Au S.M.A.K., Koen Theys (°1963, Uccle) présente quelques-unes de ses vidéos récentes.
Dans l’œuvre de Theys figurent en tant qu’acteurs des visages connus du vingtième siècle comme Hitler, Picasso ou Brad Pitt. Les personnages jouant un rôle dans les vidéos de Theys sont très variés mais possèdent tous un sens comparable de la théâtralité. Ils communiquent au moyen d’une chorégraphie parfaitement coordonnée à destination d’un public international. Tous ses personnages ont pour point commun d’être assimilés à une image, ils sont coupés de leur personnalité sous-jacente et réduits au rang d’icônes. Ces figures, dont l’opportunisme a compris les possibilités de la technologie de l’image du 20e siècle, ont créé leur propre personnage, en se servant d’expressions du visage ou de mouvements. L’image de Picasso avec laquelle on l’identifie le plus est celle de l’artiste à moitié chauve qui peint avec concentration. Cette image est devenue une convention reçue. Koen Theys dévoile de manière absurde la théâtralité sur laquelle est fondée cette convention. Au moyen de la technique digitale du morphing, il ajoute un mouvement aux poses théâtrales de ses acteurs. Le morphing est une manipulation qui permet à une image immobile de se fondre progressivement dans une autre. Par le biais de cette transition digitale, l’ordinateur génère un mouvement qui n’a jamais "vraiment" eu lieu. L’ "utilisation abusive" de la technologie afin d’ajouter une stylisation et une signification personnelles est une méthode que l’artiste expérimente depuis un certain temps déjà. Mais c’est surtout dans les projets autour d’Hitler ou de Picasso que cette méthode permet de formuler une critique à l’encontre de la théâtralité des mouvements des célébrités politiques ou artistiques. Car c’est précisément au moyen de ce mouvement artificiel que Theys tranche le dernier lien qui existe entre la personne d’Adolf Hitler ou de Pablo Picasso et l’icône qu’ils ont créée d’eux-mêmes. Sur ce point, les vidéos deviennent une recherche de la version contemporaine de l’iconographie religieuse classique. Tout comme les prophètes, les évangélistes ou les saints tiraient leur signification des objets/émotions connus et figés qui figuraient sur leurs portraits, les figures de Theys tirent leur signification d’un mouvement canonisé. Et tout comme celle des saints classiques, leur vies sont réduites à ces quelques éléments, qui leur permettent de s’inscrire dans l’histoire en tant que conventions.

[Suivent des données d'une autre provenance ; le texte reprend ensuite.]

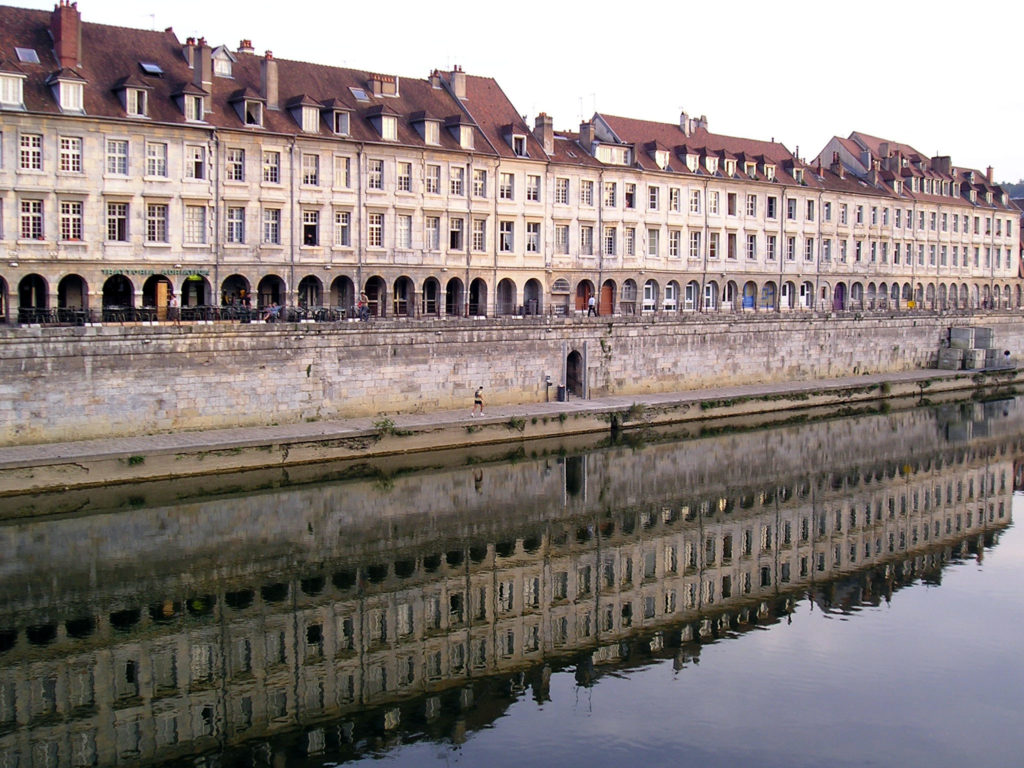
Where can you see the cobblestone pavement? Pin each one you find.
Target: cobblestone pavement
(14, 456)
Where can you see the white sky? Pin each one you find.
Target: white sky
(937, 76)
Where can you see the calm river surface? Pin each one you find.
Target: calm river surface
(841, 592)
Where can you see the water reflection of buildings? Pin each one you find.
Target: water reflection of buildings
(433, 597)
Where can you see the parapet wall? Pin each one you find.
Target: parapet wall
(76, 383)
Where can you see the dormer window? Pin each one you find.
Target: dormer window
(341, 123)
(310, 119)
(136, 104)
(11, 91)
(194, 108)
(389, 127)
(254, 113)
(431, 133)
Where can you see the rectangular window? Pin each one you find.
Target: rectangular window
(156, 222)
(506, 186)
(610, 189)
(404, 230)
(587, 241)
(456, 235)
(653, 244)
(457, 180)
(117, 157)
(433, 231)
(375, 229)
(506, 237)
(561, 239)
(236, 165)
(479, 235)
(31, 155)
(404, 179)
(342, 228)
(532, 237)
(375, 174)
(343, 171)
(561, 192)
(534, 188)
(71, 220)
(236, 224)
(586, 193)
(675, 243)
(195, 162)
(32, 219)
(195, 224)
(271, 226)
(433, 179)
(156, 159)
(117, 222)
(271, 167)
(310, 169)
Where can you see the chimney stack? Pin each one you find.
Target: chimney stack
(268, 81)
(545, 131)
(458, 82)
(66, 27)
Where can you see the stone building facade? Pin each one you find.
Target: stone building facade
(134, 167)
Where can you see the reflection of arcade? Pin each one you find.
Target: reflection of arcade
(443, 640)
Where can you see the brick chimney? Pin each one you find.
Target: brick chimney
(458, 82)
(203, 66)
(544, 130)
(268, 81)
(66, 27)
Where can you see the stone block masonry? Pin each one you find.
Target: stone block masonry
(77, 383)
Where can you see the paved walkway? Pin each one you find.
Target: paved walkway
(22, 456)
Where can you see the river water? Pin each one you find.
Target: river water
(832, 591)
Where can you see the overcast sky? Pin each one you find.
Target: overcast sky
(936, 76)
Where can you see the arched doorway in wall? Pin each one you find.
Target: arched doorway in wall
(711, 295)
(574, 374)
(532, 297)
(33, 298)
(157, 292)
(235, 291)
(118, 292)
(506, 297)
(376, 291)
(606, 301)
(455, 301)
(196, 291)
(478, 298)
(310, 292)
(585, 289)
(403, 297)
(430, 303)
(750, 295)
(839, 297)
(343, 295)
(671, 301)
(73, 293)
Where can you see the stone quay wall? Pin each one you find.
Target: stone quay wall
(77, 383)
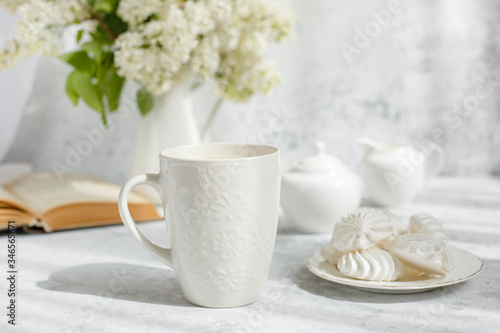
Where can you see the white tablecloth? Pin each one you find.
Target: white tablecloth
(101, 280)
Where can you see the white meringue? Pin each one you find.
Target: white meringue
(370, 264)
(397, 222)
(423, 253)
(330, 253)
(361, 229)
(427, 225)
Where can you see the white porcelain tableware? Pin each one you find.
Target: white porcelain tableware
(221, 206)
(467, 265)
(317, 191)
(394, 174)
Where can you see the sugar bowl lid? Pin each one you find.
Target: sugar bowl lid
(319, 161)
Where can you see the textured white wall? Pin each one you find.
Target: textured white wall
(405, 83)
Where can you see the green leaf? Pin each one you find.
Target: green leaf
(70, 89)
(79, 35)
(91, 95)
(115, 23)
(79, 59)
(112, 85)
(144, 101)
(94, 47)
(105, 6)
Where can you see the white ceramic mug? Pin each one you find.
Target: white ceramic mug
(221, 206)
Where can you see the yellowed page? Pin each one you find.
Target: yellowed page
(44, 191)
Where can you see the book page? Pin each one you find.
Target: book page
(44, 191)
(9, 200)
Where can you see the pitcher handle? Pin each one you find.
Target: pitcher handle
(153, 180)
(439, 150)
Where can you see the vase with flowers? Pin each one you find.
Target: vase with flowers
(167, 47)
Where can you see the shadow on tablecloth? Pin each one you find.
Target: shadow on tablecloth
(119, 281)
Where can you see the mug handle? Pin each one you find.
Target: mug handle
(438, 149)
(153, 180)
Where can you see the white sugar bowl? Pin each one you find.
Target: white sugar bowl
(317, 191)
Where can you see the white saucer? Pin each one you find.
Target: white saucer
(466, 266)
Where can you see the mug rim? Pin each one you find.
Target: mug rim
(263, 149)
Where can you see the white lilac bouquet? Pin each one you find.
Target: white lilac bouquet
(155, 43)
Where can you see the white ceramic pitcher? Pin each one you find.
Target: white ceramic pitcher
(394, 174)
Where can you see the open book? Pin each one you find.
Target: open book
(42, 200)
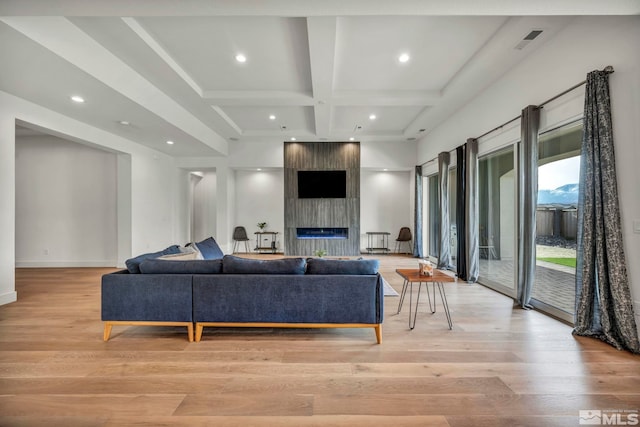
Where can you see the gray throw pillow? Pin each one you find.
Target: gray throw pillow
(162, 266)
(133, 264)
(236, 265)
(339, 266)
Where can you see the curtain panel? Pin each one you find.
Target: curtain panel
(461, 229)
(471, 211)
(604, 308)
(418, 215)
(444, 255)
(467, 211)
(527, 203)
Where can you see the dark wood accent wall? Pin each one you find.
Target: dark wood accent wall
(321, 212)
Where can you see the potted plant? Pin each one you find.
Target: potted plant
(320, 253)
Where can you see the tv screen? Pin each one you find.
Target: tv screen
(322, 184)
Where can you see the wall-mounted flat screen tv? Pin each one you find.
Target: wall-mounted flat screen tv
(322, 184)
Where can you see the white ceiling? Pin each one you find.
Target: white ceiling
(321, 67)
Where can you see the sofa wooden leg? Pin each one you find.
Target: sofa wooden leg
(199, 329)
(107, 331)
(190, 331)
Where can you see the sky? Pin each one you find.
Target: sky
(559, 173)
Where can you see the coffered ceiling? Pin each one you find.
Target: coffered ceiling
(320, 69)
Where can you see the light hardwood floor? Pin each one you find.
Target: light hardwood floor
(499, 366)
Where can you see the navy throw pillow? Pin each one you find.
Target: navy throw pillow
(339, 266)
(236, 265)
(209, 249)
(163, 266)
(133, 264)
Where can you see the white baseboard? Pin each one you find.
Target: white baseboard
(65, 264)
(9, 297)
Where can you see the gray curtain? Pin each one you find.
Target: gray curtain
(444, 256)
(527, 203)
(461, 224)
(417, 226)
(471, 211)
(467, 211)
(604, 308)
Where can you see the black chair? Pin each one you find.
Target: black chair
(404, 236)
(240, 235)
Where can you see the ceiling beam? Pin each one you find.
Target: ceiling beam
(66, 40)
(322, 51)
(257, 97)
(387, 97)
(317, 8)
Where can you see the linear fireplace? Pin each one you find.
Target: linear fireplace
(322, 233)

Dans ses vidéos les plus récentes, le thème de l’iconographie contemporaine est également central. Quatre figures de stars d’Hollywood regardent fixement devant elles. Leurs visages affichent une expression particulièrement tendue (la colère, l’angoisse, la méfiance,...). A première vue, les visages semblent statiques, mais il s’avère ensuite qu’ils s’agrandissent lentement et semblent se rapprocher. De plus, le visage de, par exemple, Christopher Walken se transforme progressivement en celui d’un autre acteur, avec une autre expression. Cette transition est si lente que la plupart du temps, on voit un visage composite, déformé, à moitié humain. Lorsque l’une des têtes devient trop grande, elle s’estompe lentement sur le fond noir et un autre visage apparaît ailleurs. Ainsi, les visages glissent infiniment l’un dans l’autre à partir du fond sombre de l’image. Comme dans les autres vidéos de Theys, les protagonistes sont représentés en tant qu’icônes plutôt qu’en tant que personnes. Cette fois, l’iconisation ne se passe pas sur base de mouvements, mais sur base d’expressions des visages. Dans le cas présent, ce sont les expressions des visages des personnages qui se transforment en icônes reconnaissables et reproductibles. Cette vidéo n’est pas une satire des stars d’Hollywood présentées, mais plutôt une recherche de la relation entre icône stylisée et expression. Là où les gesticulations d’Hitler ou la figure de Picasso visaient encore un public virtuel, Theys adresse ces images-ci directement à tous ceux qui les regardent. La vidéo a une force brute de persuasion, renforcée par les émotions vides – éveillées digitalement – qu’expriment les visages.